O último conto sobre o qual vou comentar é intitulado de Fogos de artifício e bebedeira, e se eu tiver que descrevê-lo com apenas uma palavra, tem que ser hilário. Dei muita risada com a história de Alden McCausland e sua mãe, que se envolvem, meio que sem querer, em uma competição de fogos de artificio com outra família, os Massimos, a beira do lago Abenaki. Os dois começam a ter sorte com a morte do patriarca, que vem com um bom montante de dinheiro, e depois com um prêmio de loteria. A única ambição dos dois se torna não fazer nada, além de beber muito, e é o que passam a fazer até certo feriado de 4 de julho.
Nem preciso dizer que bebida e fogos de artifício não combinam, e após alguns anos de saudável competição, que começa a atrair cada vez mais expectadores da cidade para ver o show, a brincadeira se torna um caso de polícia, devido ao contrabando de fogos de artifício ilegais. Gargalhei para valer com esses dois.
Apesar de ter falado mais detalhadamente de apenas seis dos vinte contos do livro, tem muitos outros que gostei, e poucos que nem tanto. Mas não é somente pela qualidade dos contos apresentados que achei O bazar dos sonhos ruins um livro ótimo, o que ele definitivamente é. Cada capítulo conta com uma introdução escrita pelo autor, contando o que o motivou a escrever a história, o que estava passando quando a escreveu, o exercício de empatia que foi contar algumas dessas histórias. A introdução do conto Mister Delícia é uma verdadeira lição para novos e experientes escritores, e também para nós, leitores.
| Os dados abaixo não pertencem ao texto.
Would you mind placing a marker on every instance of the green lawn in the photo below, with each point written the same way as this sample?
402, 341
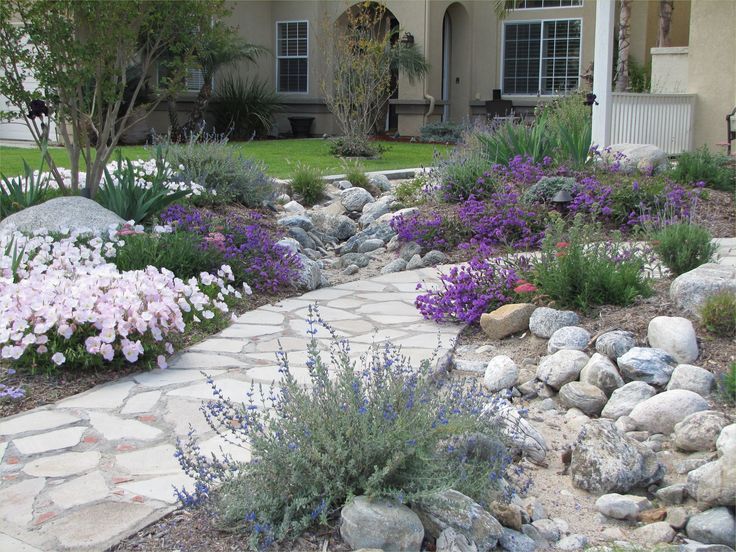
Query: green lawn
279, 156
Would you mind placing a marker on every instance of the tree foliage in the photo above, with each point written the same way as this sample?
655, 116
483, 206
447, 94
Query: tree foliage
93, 62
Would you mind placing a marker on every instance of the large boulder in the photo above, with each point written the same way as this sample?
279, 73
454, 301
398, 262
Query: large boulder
453, 509
624, 399
660, 413
562, 367
62, 213
674, 335
690, 290
545, 321
606, 461
700, 431
380, 523
649, 365
632, 158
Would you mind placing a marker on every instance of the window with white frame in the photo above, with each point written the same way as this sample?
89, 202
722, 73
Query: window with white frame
536, 4
292, 56
541, 57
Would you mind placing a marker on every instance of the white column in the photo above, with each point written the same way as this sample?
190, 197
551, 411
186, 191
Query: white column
603, 72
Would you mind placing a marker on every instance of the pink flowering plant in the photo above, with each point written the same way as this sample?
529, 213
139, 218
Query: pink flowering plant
63, 302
De acordo com Stephen King na introdução do conto O pequeno deus verdade da agonia, o objetivo principal deste livro é entreter, e certamente foi um ótimo entretenimento, mas também foi possível tirar algumas lições sobre diversos temas, como empatia, racismo, machismo, entre outros. O livro é uma ótima opção para quem deseja conhecer a escrita do autor, pois contém histórias de diversos gêneros, não apenas de terror e suspense, pelos quais King é mais conhecido. Para quem já conhece, é também uma forma de firmar ainda mais a admiração pelo talento do autor.